Deciding when and whether to have children has been a consideration for women when planning their careers for generations. Having children is often viewed as an (albeit joyous) interruption to your career goals, whichever industry you work in. We’re a long way from gender-equality when it comes to things like domestic labour – in 2019 a UCL study found that women “still do the bulk of housework, even in couples with similar levels of education, time in paid work and shared beliefs about gender roles” – and the Covid-19 pandemic widened this disparity further. With the majority of unpaid labour falling on women, particularly in the child-rearing arena, it can seem impossible to continue to your career at the pace you did before your children were born.
In 2014 Tracey Emin spoke to Red Magazine about her decision not to have children, naming the affect it would have on her career as a key element in her choice:
I don’t think I’d be making work [if I were a mother] … I would have been either 100 per cent mother or 100 per cent artist. I’m not flaky and I don’t compromise. Having children and being a mother… It would be a compromise to be an artist at the same time … There are good artists that have children. Of course there are. They are called men. It’s hard for women. It’s really difficult, they are emotionally torn. It’s hard enough for me with my cat.
Emin’s statement is pretty damning; an all-or-nothing mindset that suggests that – at least for her – becoming a mother comes at the cost of ceasing to be an artist. We’ve looked to other artists to remind us why motherhood needn’t mean the end of your career as a “serious” artist.
In direct opposition to Emin, Octavia Bürgel – daughter of Kara Walker – wrote in 2017 for Vice: “My mother is a mother. And an artist.
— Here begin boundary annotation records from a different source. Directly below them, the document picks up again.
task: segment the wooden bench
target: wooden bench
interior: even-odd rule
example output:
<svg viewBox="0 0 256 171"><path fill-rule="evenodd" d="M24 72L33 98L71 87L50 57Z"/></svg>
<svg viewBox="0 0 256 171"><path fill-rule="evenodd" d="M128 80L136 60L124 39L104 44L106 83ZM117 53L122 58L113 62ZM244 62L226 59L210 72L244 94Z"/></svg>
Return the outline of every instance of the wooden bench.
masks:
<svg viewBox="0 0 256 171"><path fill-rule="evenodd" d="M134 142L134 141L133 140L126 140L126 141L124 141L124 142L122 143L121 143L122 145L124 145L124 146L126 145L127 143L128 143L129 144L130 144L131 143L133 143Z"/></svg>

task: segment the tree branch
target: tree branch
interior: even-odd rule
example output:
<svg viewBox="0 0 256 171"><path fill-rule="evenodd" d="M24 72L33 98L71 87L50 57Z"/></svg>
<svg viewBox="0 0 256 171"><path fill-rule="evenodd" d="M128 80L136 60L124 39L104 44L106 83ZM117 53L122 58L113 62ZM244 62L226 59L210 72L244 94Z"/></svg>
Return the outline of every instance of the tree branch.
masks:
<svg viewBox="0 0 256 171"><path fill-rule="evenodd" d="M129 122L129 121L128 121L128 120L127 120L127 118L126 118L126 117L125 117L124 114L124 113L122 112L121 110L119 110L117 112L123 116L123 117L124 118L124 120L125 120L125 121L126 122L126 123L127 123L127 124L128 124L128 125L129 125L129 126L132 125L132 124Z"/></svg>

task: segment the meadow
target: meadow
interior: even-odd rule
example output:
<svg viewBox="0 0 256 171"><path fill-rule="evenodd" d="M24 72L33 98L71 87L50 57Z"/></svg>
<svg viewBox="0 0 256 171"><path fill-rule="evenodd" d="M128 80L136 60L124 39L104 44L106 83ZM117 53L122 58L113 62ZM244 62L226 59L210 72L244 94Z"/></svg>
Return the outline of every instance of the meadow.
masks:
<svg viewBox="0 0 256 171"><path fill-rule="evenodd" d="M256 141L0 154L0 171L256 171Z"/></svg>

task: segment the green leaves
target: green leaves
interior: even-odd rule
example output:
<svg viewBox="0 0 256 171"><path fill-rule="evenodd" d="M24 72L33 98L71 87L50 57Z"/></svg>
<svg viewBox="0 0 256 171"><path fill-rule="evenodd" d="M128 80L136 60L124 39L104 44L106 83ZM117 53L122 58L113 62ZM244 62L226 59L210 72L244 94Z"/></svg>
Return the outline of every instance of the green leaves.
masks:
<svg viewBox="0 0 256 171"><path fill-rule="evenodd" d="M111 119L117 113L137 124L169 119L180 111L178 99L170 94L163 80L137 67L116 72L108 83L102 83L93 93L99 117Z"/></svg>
And the two never felt like they were incompatible.”
Barbara Hepworth, the modernist sculptor par-excellence had four children – a son and then triplets – and here are some of our favourite quotes of hers about the enriching nature of motherhood:
A woman artist is not deprived by cooking and having children, nor by nursing children with measles (even in triplicate) – one is in fact nourished by this rich life
I learned early on to regard all the time spent with children as a nourishment – a plus rather than a minus
we lived a life of work and the children were brought up in it, in the middle of the dust and the dirt and the paint and everything
being a mother enriches an artist’s life
Rococo painter supreme Élizabeth Vigée Le Brun was overcome with inspiration from looking at her infant daughter Julie, about whom she wrote in her diary:
The beauty of her heavenly face, that expressed benevolence and goodness, and whose features were so regular and delicate, the loveliness of her figure, neck, and arms, the exquisite freshness of her complexion – all was enchanting beyond anything imaginable
A key element to this discussion is that there’s no right or wrong way to be both a mother and an artist. As Judy Chicago put it:
People have accepted the media’s idea of what feminism is, but that doesn’t mean that it’s right or true or real. Feminism is not monolithic. Within feminism, there is an array of options.
Artists do and will continue to become mothers, and their practices continue to be valuable. In the future, the split of labour and access to childcare wll hopefully be fairer, allowing women creatives to continue to live out their careers with autonomy. As Emin put it: “it’s changing slowly … we probably just need another 200 years.”